Amirudin Tamoreka dan Furqanudin Masulili kini resmi menjadi kepala daerah dan wakil kepala daerah di Kabupaten Banggai sejak keduanya dilantik oleh Gubernur Sulteng atas nama Menteri Dalam Negeri di Palu pada 8 Juni 2021 lalu. Keduanya akan memimpin Kabupaten Banggai hingga tahun 2026 mendatang, atau setidak tidaknya sampai tahun 2024 sebagaimana wacana regulasi Pilkada yang berkembang saat ini.
Sejak keduanya dilantik, ritme kerja birorkasi pemerintahan di daerah ini benar benar tampak. Sehari setelah dilantik, Bupati Amirudin langsung melakukan inspeksi mendadak di bagian bagian yang ada di sekretariat daerah. Kemudian melanjutkan dengan rapat kerja perdana dengan seluruh kepala organisasi perangkat daerah, termasuk camat pada hari itu juga.
Besoknya, keduanya mejalani serah terima jabatan dengan kepala daerah periode sebelumnya di kantor DPRD Kabupaten Banggai, yang langsung dilanjutkan dengan rapat kordinasi dengan pimpinan DPRD dan komisi-komisi.
Dalam beberapa hari terakhir Bupati Amirudin gencar melakukan kunjungan kunjungan ke kantor kantor OPD, untuk mengecek langsung keberadaan organisasi perangkat daerah, termasuk progres kinerja sampai dengan menjelang akhir semester pertama tahun ini. Kedua pemimpin daerah itu juga aktif menghadiri beberapa kegiatan lain, seperti kerja bakti, senam dan jalan sehat, serta beberapa momentum rapat lainnya yang dilaksanakan akhir kahir ini.
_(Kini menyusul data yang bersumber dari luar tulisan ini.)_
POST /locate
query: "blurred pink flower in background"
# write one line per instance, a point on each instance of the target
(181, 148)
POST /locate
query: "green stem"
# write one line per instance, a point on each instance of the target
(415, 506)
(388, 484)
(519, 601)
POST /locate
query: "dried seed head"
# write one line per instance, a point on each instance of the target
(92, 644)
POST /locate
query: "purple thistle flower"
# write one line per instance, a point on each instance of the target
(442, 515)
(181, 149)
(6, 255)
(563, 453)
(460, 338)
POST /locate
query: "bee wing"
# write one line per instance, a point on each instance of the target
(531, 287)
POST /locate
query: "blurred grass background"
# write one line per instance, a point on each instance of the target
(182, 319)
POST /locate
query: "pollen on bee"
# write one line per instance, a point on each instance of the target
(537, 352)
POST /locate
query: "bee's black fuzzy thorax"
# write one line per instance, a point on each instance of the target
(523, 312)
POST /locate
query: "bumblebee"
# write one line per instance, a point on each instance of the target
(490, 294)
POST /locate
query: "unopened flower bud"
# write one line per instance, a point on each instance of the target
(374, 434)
Sangat jelas sekali dalam kurun waktu sepekan memimpin daerah, geliat birokrasi di daerah ini benar benar tampak. Pernyataan Bupati Amirudin soal dirinya akan mengunjungi semua OPD di lingkungan pemerintah daerah, seolah menjadi magnet yang memicu kinerja di setiap OPD. Yang memang menjelang akhir akhir masa jabatan Herwin Yatim dan Mustar Labolo, terutama sejak hasil Pilkada 9 Desember 2020 sudah “terlihat,” dinamika birokrasi sangat dingin dan lesuh bahkan nyaris tak ada kerjaan.
Peforma Amirudin ini benar benar memberi harapan terhadap espektasi publik tentang adanya perubahan sebagaimana yang dijanjikan. Sikap dan tindakan pemimpin daerah dalam sepekan terakhir, setidak tidaknya mampu memberi spirit dan motivasi soal “kerja sprint” yang sudah “dideklarasikan” Amirudin, sejak awal pertemuannya dengan OPD sehari setelah dirinya dilantik.
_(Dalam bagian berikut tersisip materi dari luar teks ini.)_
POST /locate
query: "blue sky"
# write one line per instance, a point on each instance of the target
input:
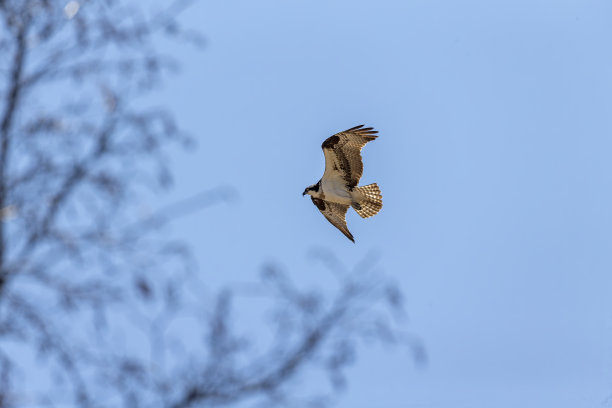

Kondisi inipula yang memantik saya membuat tulisan ini. Beberapa isu yang hendak saya utarakan disini adalah bagian dari sumbangsi dan kontribusi gagasan untuk pemerintahan baru. Yaah.., kalau tidak bisa dikatakan sebagai kontribusi para jurnalis, setidaknya ini kontribusi saya sebagai rakyat. Sebagai orang Taugi di lembah Masama.
Ada beberapa agenda strategis yang sejatinya dilakukan pemerintahan baru ini. Agenda tersebut merupaka isu isu sakral yang cukup menentukan pencapaian target kepemimpian.
Pertama adalah soal ketersediaan anggaran. Pemerintahan baru ini harus bisa memastikan alokasi anggaran yang tersedia benar benar cukup, untuk dijadikan sebagai alat dalam mencapai tujuan yang dicita-citakan.
Kita tahu bersama bahwa APBD Banggai pada tahun 2021 ditetapkan pada posisi pendapatan 1,919 triliun dengan belanja Rp2,013 triliun atau defisit sebesar 93 miliar. Artinya apa?, pemerintahan baru ini harus memastikan bahwa Silpa pada tahun 2020 lalu, bisa menutupi defisit anggaran itu. Jika tidak mampu menutupi, maka ini akan jadi satu perkara yang cukup merepotkan dalam memulai pencapaian target.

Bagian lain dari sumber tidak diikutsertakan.